Rien. Jean-Christophe Lagarde, vous restez avec nous, on va s'interrompre quelques instants, si vous le voulez bien, le temps du rappel de l'actualité, à 9h20 avec David Daubat.
Une minute de silence, la sonnerie aux morts, la marseillaise. La France rend hommage ce matin aux deux commandos de marine tués la semaine dernière au Burkina Faso, recouvert d'un drapeau tricolore. Les cercueils de Cédric Pierpont, 33 ans, et Alain Bertoncello, 28 ans, seront disposés côte à côte dans la cour des Invalides. Les deux hommes seront fait chevaliers de la Légion d'honneur à titre posthume. Troisième revers judiciaire pour le Roundup, herbicide désormais propriété de Bayer. La justice américaine condamne le géant de la chimie à payer 2 milliards. Un couple atteint d'un cancer, le groupe allemand compte faire appel.
Plus de 11 000 procédures sont en cours actuellement aux Etats-Unis. Le médiateur de l'énergie remet son rapport annuel ce matin, avec 31 fournisseurs contre 8 il y a seulement 10 ans. Les litiges augmentent, les problèmes de facturation ont bondi de 60% en un an. Autre point noir également, le démarchage malhonnête. Et puis le relèvement des droits de douane américains, et surtout les représailles chinoises ont fait plonger Wall Street hier soir. Pire journée depuis le début de l'année. Principalement concerné, le Nasdaq, l'indice des valeurs technologiques, qui a perdu 3,4%, moins 2,4% pour Dow Jones.
Toujours avec le président de l'UDI et candidat aux européennes, Jean-Christophe Lagarde, et avec Renaud Deli. On va évoquer maintenant quelqu'un que vous connaissez bien, c'est Valéry Giscard d'Estaing.
C'est l'une de vos références. Vous revendiquez souvent de l'héritage de Valéry Giscard d'Estaing, Jean-Christophe Lagarde, le fils de Valéry Giscard d'Estaing, Louis Giscard d'Estaing, est d'ailleurs candidat en 3ème place sur votre liste.
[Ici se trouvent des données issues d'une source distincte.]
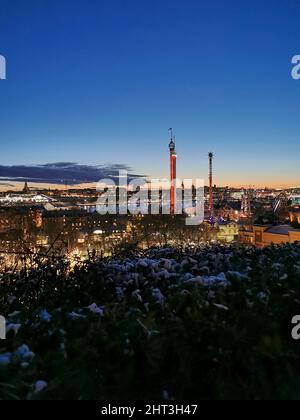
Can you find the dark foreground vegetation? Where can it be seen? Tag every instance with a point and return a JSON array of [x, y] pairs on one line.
[[211, 323]]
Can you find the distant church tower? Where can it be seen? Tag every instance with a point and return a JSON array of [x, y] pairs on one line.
[[173, 158], [26, 189]]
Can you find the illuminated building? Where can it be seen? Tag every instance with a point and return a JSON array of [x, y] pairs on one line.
[[262, 236]]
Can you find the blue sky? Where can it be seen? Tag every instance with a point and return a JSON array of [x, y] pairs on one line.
[[100, 82]]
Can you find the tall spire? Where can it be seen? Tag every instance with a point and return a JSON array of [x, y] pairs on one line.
[[26, 189], [173, 159]]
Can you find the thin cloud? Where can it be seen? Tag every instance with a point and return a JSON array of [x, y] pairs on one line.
[[63, 172]]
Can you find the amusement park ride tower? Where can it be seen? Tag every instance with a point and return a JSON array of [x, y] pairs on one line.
[[211, 203], [173, 159]]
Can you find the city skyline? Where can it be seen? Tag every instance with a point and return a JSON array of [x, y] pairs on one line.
[[97, 83]]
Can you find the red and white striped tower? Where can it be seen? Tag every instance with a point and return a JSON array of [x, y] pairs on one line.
[[173, 159], [211, 202]]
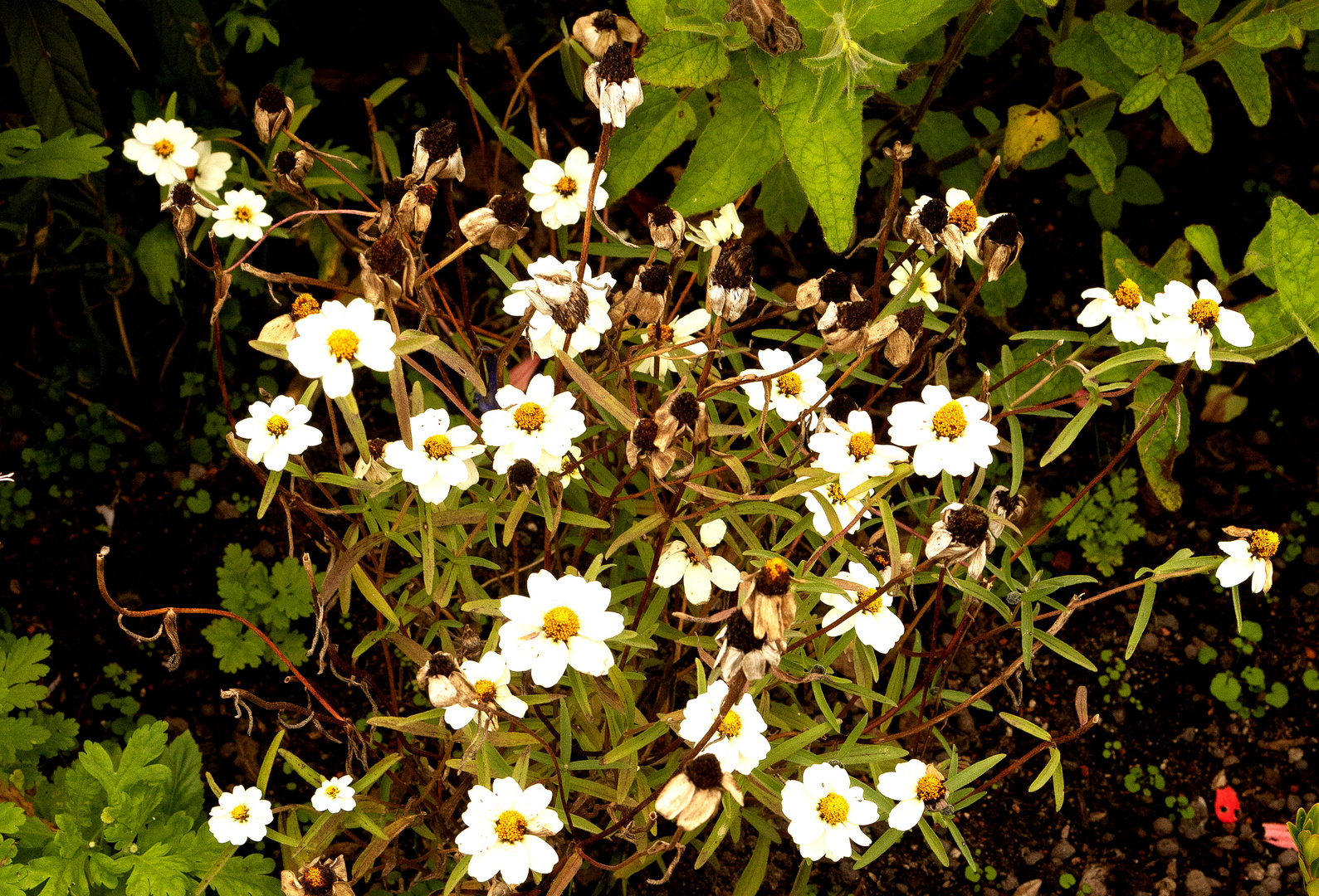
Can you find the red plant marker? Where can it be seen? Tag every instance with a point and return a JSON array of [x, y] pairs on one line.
[[1227, 806]]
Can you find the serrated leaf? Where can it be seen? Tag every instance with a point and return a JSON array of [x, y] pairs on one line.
[[1097, 153], [1190, 111], [682, 60], [654, 129], [826, 154], [734, 152]]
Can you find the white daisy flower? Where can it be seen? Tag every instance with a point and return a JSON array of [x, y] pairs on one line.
[[911, 784], [1187, 326], [240, 817], [1133, 318], [490, 680], [276, 431], [826, 812], [441, 459], [537, 425], [716, 231], [330, 342], [558, 192], [546, 335], [208, 174], [1249, 557], [242, 215], [335, 796], [947, 435], [164, 149], [790, 392], [850, 450], [925, 290], [564, 622], [506, 830], [844, 508], [876, 626], [677, 562], [681, 331], [740, 743]]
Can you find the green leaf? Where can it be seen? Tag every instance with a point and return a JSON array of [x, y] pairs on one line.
[[1245, 70], [1296, 264], [1263, 32], [781, 201], [1146, 91], [91, 8], [682, 60], [654, 129], [1086, 51], [1097, 153], [1164, 441], [1190, 111], [1136, 42], [1206, 241], [49, 66], [734, 152], [826, 156]]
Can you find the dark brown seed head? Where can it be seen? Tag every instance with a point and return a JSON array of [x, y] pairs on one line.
[[271, 99], [441, 140], [1004, 230], [523, 473], [911, 320], [835, 286], [741, 634], [644, 434], [853, 315], [735, 268], [511, 208], [686, 409], [662, 215], [840, 406], [616, 65], [286, 161], [396, 190], [387, 256], [934, 215], [706, 772], [654, 278], [969, 524]]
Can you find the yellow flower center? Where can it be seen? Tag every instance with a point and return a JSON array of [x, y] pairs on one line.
[[529, 416], [833, 809], [965, 215], [931, 788], [1204, 313], [1128, 294], [438, 447], [343, 344], [561, 624], [1264, 543], [511, 826], [305, 306], [790, 383], [860, 446], [949, 422]]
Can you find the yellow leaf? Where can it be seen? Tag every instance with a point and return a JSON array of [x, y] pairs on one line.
[[1028, 129]]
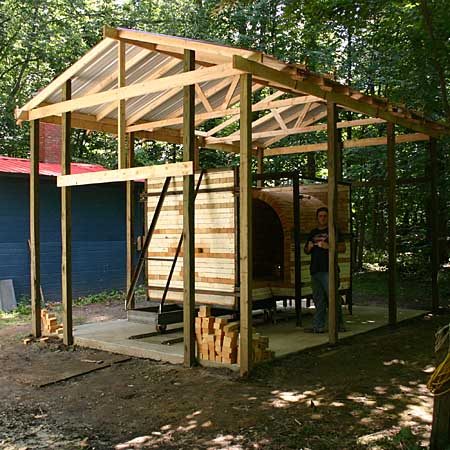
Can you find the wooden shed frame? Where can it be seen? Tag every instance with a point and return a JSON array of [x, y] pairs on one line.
[[135, 84]]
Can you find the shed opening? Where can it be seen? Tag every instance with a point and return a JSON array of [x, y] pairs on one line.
[[268, 243]]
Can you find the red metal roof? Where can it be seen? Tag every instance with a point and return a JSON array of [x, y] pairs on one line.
[[20, 165]]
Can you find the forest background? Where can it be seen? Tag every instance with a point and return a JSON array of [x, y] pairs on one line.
[[398, 49]]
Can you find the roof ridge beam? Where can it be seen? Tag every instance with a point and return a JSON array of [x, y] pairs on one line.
[[136, 90], [358, 143]]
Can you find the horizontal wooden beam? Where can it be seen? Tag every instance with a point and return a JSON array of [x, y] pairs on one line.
[[131, 174], [398, 182], [300, 130], [369, 142], [260, 106], [174, 44], [106, 125], [114, 95], [339, 94]]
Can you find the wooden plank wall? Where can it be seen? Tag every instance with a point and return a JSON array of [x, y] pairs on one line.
[[214, 239]]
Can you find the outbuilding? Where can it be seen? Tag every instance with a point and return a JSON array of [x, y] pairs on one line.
[[98, 237]]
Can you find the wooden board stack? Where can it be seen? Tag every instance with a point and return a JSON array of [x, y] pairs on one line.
[[217, 340], [50, 323]]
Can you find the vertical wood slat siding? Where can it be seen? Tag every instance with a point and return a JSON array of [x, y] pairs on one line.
[[214, 238]]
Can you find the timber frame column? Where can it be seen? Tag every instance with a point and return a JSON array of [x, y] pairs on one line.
[[188, 216], [121, 109], [260, 166], [66, 222], [392, 229], [245, 224], [434, 213], [130, 219], [35, 266], [333, 165]]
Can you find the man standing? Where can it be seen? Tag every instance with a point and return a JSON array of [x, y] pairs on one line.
[[317, 246]]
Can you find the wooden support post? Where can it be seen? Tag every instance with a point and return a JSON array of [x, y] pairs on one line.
[[130, 219], [146, 265], [440, 425], [66, 222], [260, 166], [121, 115], [339, 167], [333, 159], [35, 230], [391, 175], [434, 213], [245, 224], [188, 216], [196, 156], [297, 251]]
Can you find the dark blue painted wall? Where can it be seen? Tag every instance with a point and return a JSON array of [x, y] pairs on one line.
[[98, 236]]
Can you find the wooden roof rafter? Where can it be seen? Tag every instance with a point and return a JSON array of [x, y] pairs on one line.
[[153, 99], [166, 68]]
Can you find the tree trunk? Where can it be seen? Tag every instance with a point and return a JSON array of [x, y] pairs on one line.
[[426, 13]]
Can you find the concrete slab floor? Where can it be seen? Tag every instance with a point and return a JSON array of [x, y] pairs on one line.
[[284, 337]]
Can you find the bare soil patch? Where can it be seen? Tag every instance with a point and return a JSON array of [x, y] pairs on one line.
[[367, 393]]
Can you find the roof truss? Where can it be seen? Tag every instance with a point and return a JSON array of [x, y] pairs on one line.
[[153, 98]]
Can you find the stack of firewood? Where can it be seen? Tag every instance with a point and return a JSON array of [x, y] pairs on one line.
[[218, 340], [50, 323]]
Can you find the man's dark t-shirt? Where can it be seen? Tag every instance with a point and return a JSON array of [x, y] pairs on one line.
[[319, 256]]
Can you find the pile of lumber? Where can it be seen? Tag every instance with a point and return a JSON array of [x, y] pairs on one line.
[[218, 340], [50, 323]]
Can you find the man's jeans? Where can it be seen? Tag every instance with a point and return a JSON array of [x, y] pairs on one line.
[[320, 297]]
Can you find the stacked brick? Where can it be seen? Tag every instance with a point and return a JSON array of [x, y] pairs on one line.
[[218, 340], [50, 323]]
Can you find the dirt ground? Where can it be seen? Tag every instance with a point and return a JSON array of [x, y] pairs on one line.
[[368, 392]]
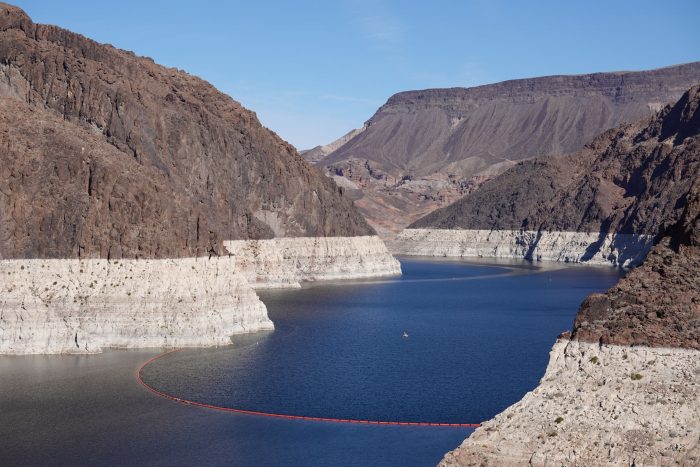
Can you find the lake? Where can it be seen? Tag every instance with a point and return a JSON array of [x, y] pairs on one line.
[[478, 337]]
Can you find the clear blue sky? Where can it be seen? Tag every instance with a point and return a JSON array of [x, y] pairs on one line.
[[313, 70]]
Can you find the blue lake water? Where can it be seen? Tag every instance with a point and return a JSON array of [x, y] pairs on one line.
[[478, 340]]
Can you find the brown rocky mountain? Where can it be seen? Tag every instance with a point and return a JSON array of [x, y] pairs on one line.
[[658, 303], [632, 179], [425, 149], [108, 154]]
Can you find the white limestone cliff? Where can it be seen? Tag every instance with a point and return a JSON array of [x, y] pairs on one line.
[[598, 405], [78, 306], [286, 262], [594, 248], [84, 306]]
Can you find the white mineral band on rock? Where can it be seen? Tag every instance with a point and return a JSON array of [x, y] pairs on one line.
[[574, 247], [286, 262]]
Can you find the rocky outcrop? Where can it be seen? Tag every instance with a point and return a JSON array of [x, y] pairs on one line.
[[624, 388], [316, 154], [631, 180], [622, 250], [84, 306], [598, 405], [429, 148], [107, 156], [658, 303], [197, 167], [286, 262]]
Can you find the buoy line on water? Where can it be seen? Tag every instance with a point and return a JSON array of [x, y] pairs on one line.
[[180, 400]]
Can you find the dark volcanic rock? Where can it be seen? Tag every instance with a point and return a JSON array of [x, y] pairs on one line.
[[658, 303], [200, 167], [633, 179]]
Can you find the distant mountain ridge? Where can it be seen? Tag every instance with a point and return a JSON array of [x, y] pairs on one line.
[[425, 149]]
Seulement voilà ce que l'ancien président Valéry Giscard d'Estaing disait, c'était hier chez nos confrères d'RTL, de la profusion de listes 34 qui sont candidates à ce scrutin européen. Vous voyez que grotesque. On se lance dans des débats dans lesquels on cherche des transformations, interventions curieuses. Il y a place pour 5 listes en fait. Vous avez l'extrême gauche et l'extrême droite. La gauche et la droite et le centre.
34 listes, c'est ridicule, c'est grotesque, dit Valéry Giscard d'Estaing.
Il a évidemment raison. Je pense même qu'il faudra un système de parrainage parce qu'il y a beaucoup de listes là-dedans, par exemple les royalistes, je ne sais pas quoi. Qu'est-ce que ça a à voir avec l'Europe ?
Il a raison mais vous êtes l'une de ces 34 listes.
Oui d'accord mais il se trouve qu'il n'est pas en train de parler de nous. Il est en train de dire qu'il y a vraiment des gens qui se servent de cette campagne européenne pour faire de la pub pour autre chose.
Ce n'est pas votre cas, ce n'est pas pour défendre votre boutique, ce n'est pas pour défendre la promotion de l'UDI.
Vous imaginez bien M. Véli que Valéry Giscard d'Estaing est en train de dire que son fils ne devrait pas être candidat aux élections européennes. Évidemment que nous sommes la famille de Valéry Giscard d'Estaing, de Simone Veil, que nous poursuivons ce combat européen. On a toujours été aux avant-postes de l'Europe. Aujourd'hui elle n'est pas née, elle est en danger. Elle est en danger comme je le dis parce que si on ne la transforme pas rapidement, les peuples la rejetteront.
Ils ne supportent plus qu'elle soit tatillonne sur des choses de détail et absente sur des choses essentielles comme la protection de nos frontières que nous devons assurer en commun, comme le rapport de force qu'on doit avoir avec les géants internet pour qu'ils ne fassent pas n'importe quoi et pour qu'ils payent nos citoyens avec les volets qu'ils nous volent et qu'ils utilisent, comme une stratégie industrielle commune qui est nécessaire si on ne veut pas être décroché et largué par les géants continentaux que nous avons en face de nous. Bref, l'Europe doit se transformer, elle doit se concentrer sur des missions stratégiques et abandonner un certain nombre de sujets qui sont de détail.
Question très simple pour les auditeurs de France Info et téléspectateurs qui seraient encore indécis avant le scrutin du 26 mai. Une différence, la principale, entre vous et la liste, par exemple, des Républicains ?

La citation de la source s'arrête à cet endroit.